We see time and time again, folks who are trying to understand RDD, ask questions about RDD online in websites like stackoverflow or other tech. forums and they are usually pointed to the RDD paper from the Spark authors. The RDD paper is great but we have to understand that the paper is a research paper and it is meant to condense years of research and findings in to few pages. The RDD paper is not a good stating point if you are tying to understand what is RDD. So students or aspiring Spark learners who are referred to this paper to understand RDD are usually lost and even more confused before they encountered the paper.
So we have decided not to refer to this paper or ask students to refer to this paper in this post or in our Spark Starter Kit course. With that goal let’s start this post.
The very first reason behind Spark’s speed is in-memory computing but in-memory computing is not a revolutionary new concept. In-memory computing in Spark is special because Spark does in-memory computing in a distributed scale – with hundreds, thousand or even more commodity computers. In-memory computing sounds like a very simple idea but to implement the Same in a distributed environment is not simple and easy. There are lot of complexities.
Let’s forget Spark for a minute and visualize a simple example. John is given a piece of paper with number 10 written on it. You can think of this as an input dataset. So John reads 10 adds 10 and memorize the result 20, Emily asks John for the result, John answers 20, Emily adds 20 and memorize 40 as the result. Sam asks Emily for the result, Emily says 40, Sam adds 5 and memorize 45 as the result, finally Riley will ask Sam for the result and will add 40 to 45 and memorize 85 as the result.
Note that each person is memorizing the result of their calculation. This is analogous to individual nodes keeping their intermediate output in memory.
Let’s now say Sam finished the calculation he is supposed to do and keeps the result 45 in his memory. It is now Riley’s turn to do the calculation. Riley reaches out to Sam for the number, Sam is not responding. May be Sam is thinking of something important or may be he is having a brain freeze :-). Whatever the reason may be, Sam is not responding to Riley. Now this is a problem, without the input from Sam, Riley cannot proceed with the calculation.
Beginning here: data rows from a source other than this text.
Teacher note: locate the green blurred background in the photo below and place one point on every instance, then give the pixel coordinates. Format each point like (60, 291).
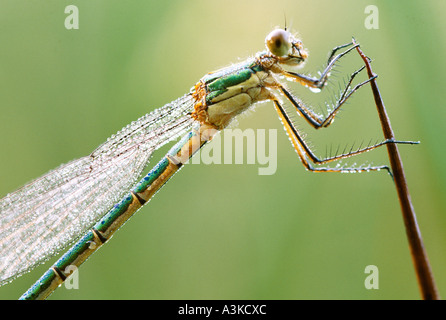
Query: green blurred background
(223, 231)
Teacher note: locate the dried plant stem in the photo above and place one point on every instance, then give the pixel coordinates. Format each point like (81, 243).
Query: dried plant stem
(420, 260)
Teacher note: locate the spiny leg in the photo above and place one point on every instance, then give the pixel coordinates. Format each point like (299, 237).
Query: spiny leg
(304, 151)
(312, 118)
(318, 83)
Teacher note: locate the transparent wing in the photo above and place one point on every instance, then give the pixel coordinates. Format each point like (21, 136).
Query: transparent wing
(47, 214)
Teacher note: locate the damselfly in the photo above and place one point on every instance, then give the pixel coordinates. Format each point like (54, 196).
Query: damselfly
(90, 198)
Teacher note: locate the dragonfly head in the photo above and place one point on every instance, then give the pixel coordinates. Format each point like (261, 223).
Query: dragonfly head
(285, 47)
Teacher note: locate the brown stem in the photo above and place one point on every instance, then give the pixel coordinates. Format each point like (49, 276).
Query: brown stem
(423, 270)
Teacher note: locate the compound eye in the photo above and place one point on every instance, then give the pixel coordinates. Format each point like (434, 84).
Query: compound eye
(278, 42)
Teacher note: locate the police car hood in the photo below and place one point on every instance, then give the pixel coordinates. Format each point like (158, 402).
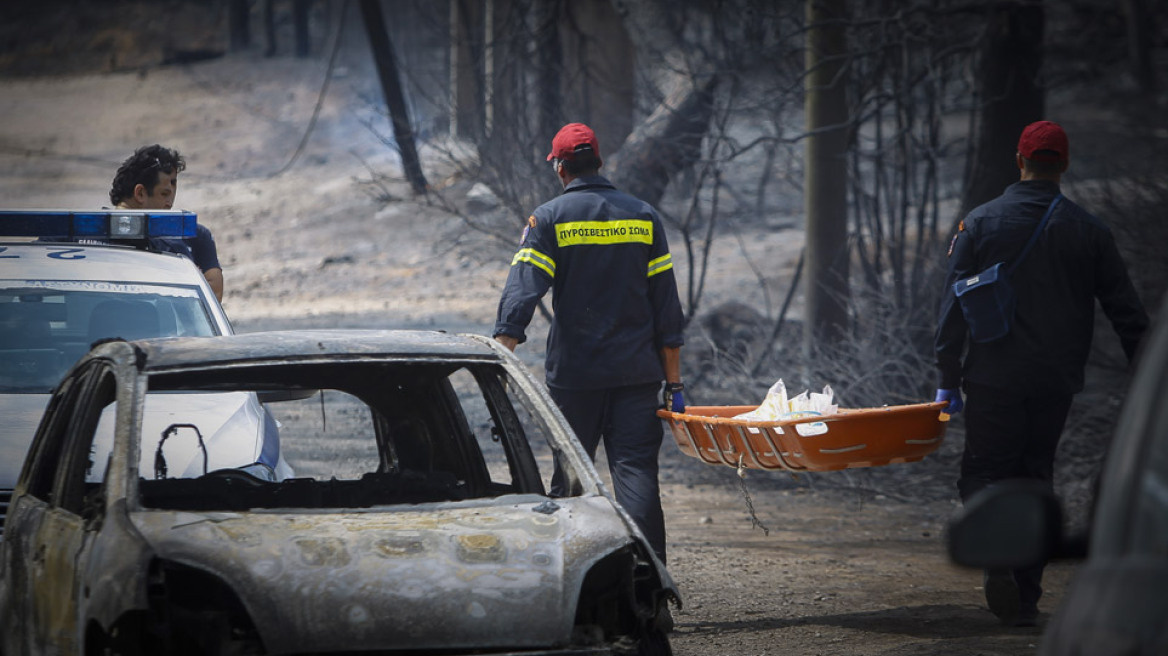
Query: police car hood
(20, 414)
(431, 576)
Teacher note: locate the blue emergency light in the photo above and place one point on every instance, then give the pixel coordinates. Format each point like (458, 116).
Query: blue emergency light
(104, 225)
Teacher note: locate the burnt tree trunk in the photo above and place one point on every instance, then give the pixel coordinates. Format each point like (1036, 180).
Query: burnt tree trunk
(668, 139)
(826, 175)
(1010, 98)
(671, 138)
(238, 21)
(391, 88)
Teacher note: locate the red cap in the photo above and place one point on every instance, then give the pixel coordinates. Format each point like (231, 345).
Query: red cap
(571, 139)
(1043, 135)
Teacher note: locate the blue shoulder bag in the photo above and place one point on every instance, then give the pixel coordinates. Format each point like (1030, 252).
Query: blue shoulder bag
(987, 299)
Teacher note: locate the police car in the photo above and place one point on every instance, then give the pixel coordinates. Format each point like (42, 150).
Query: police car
(71, 278)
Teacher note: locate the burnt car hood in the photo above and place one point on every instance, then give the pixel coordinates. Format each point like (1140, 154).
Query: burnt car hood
(430, 576)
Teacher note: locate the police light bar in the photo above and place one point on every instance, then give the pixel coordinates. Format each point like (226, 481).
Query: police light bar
(104, 225)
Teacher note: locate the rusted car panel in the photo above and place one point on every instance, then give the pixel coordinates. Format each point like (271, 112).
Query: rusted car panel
(429, 578)
(452, 548)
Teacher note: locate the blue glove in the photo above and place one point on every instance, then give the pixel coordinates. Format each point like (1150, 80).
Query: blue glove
(953, 398)
(672, 397)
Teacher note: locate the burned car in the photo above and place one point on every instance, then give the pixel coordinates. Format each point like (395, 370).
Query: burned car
(417, 520)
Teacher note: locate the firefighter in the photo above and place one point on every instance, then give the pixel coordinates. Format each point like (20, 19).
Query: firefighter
(617, 327)
(1019, 389)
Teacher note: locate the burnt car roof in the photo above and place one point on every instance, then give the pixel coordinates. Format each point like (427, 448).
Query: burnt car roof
(181, 353)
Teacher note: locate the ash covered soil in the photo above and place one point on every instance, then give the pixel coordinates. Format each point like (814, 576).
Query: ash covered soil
(849, 563)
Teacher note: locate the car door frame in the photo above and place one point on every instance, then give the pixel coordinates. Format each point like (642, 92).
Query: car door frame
(67, 527)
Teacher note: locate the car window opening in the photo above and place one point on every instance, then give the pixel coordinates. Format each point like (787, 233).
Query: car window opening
(354, 437)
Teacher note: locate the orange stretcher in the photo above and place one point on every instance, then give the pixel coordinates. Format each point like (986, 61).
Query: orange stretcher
(867, 437)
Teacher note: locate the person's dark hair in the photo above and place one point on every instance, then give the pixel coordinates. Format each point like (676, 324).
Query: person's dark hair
(141, 168)
(583, 164)
(1043, 167)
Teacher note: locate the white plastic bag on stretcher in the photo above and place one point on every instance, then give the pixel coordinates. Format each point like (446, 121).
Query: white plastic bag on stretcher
(778, 407)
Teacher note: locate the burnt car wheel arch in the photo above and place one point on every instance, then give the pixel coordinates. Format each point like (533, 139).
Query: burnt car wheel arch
(189, 612)
(626, 615)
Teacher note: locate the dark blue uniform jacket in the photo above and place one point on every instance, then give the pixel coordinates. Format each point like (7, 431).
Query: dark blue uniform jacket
(614, 297)
(1073, 263)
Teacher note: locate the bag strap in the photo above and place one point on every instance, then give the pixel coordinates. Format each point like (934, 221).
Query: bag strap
(1034, 237)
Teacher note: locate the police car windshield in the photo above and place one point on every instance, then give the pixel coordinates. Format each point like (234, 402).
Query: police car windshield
(47, 325)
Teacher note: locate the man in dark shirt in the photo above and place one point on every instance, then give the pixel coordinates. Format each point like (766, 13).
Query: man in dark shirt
(148, 180)
(1019, 389)
(617, 330)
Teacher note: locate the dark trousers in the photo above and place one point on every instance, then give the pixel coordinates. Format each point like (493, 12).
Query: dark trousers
(1012, 435)
(625, 418)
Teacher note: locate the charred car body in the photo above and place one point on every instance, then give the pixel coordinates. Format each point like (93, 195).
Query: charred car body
(417, 521)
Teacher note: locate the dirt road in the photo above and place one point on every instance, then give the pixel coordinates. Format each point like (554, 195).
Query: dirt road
(853, 563)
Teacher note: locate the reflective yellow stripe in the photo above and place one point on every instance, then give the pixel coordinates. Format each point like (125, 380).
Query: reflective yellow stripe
(535, 258)
(664, 263)
(588, 232)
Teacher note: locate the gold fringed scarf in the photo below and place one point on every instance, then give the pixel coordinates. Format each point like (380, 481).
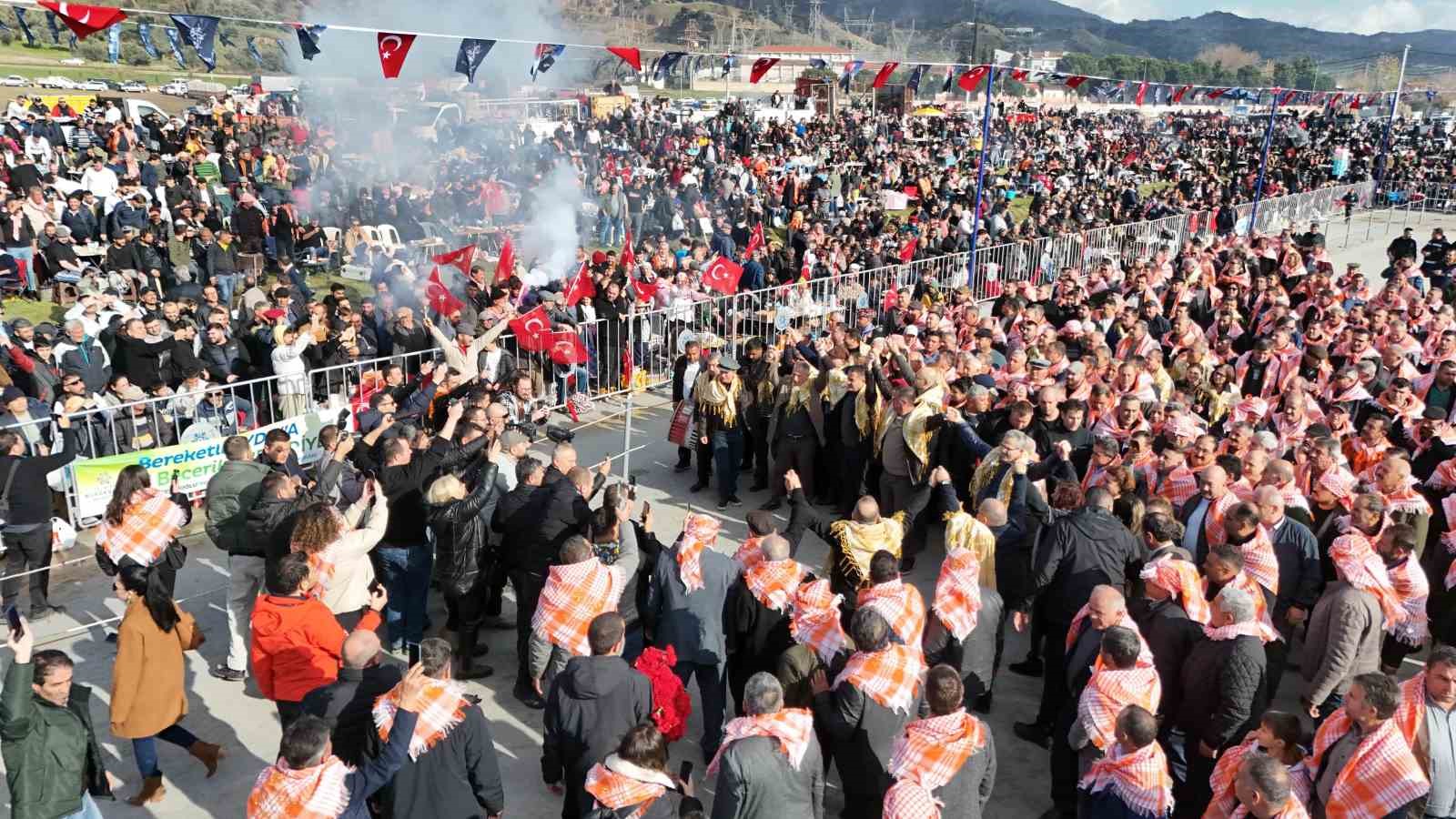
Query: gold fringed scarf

If you take out the individuals from this illustration and substitute nodes or hosts, you will get the same problem. When the node goes down everything that is stored in its main memory or RAM is lost. So what is the solution?
Like what you are reading so far, sign up to get more interesting stuff.
Let’s call the input that was given to John as A. John takes A adds 10 and produces 20 and lets to this intermediate result as B. Emily takes B adds 20 and produces 40 and lets call this C, Sam takes C adds 5 produces D which is 45, finally Riley takes D adds 40 and produces E which is 85. Here we have clear track of how our data is getting transformed. We know B is A plus 10, D is C plus 5 and finally E is D plus 40.
With this in mind, let’s walk through a failure scenario. It’s now Riley’s turn to do the calculation. Riley know that she should take D and add 40 to it. So she reaches out to Sam for D. Sam is not responding. Sam memorized D so if Sam is not responding how would Riley know the value of D? We know what Sam did to calculate D. He took C from Emily and add 5 to it to come up with D. Now Sam is not available but we know how to get D, we can ask someone else to calculate D. Let’s call Jim to calculate D, Jim will ask Emily for C add 5 to it and will calculate D which is 45.
Now Riley will ask Jim instead of Sam for D and will complete the calculation. Since we kept track of all the transformations that happened to our data we were able to tolerate Sam’s failure and that is our solution to fault tolerance – keep track of all transformations that happens to our dataset.
Spark does exactly this, it keeps tracks of every single operation or transformation that happens to your dataset and it is referred to as lineage, this way even when there is a failure Spark knows how to recover from that failure. Here is the million dollar question. How does spark keep track of everything you do with your data? The answer is RDDs. RDD stands for Resilient Distributed Dataset.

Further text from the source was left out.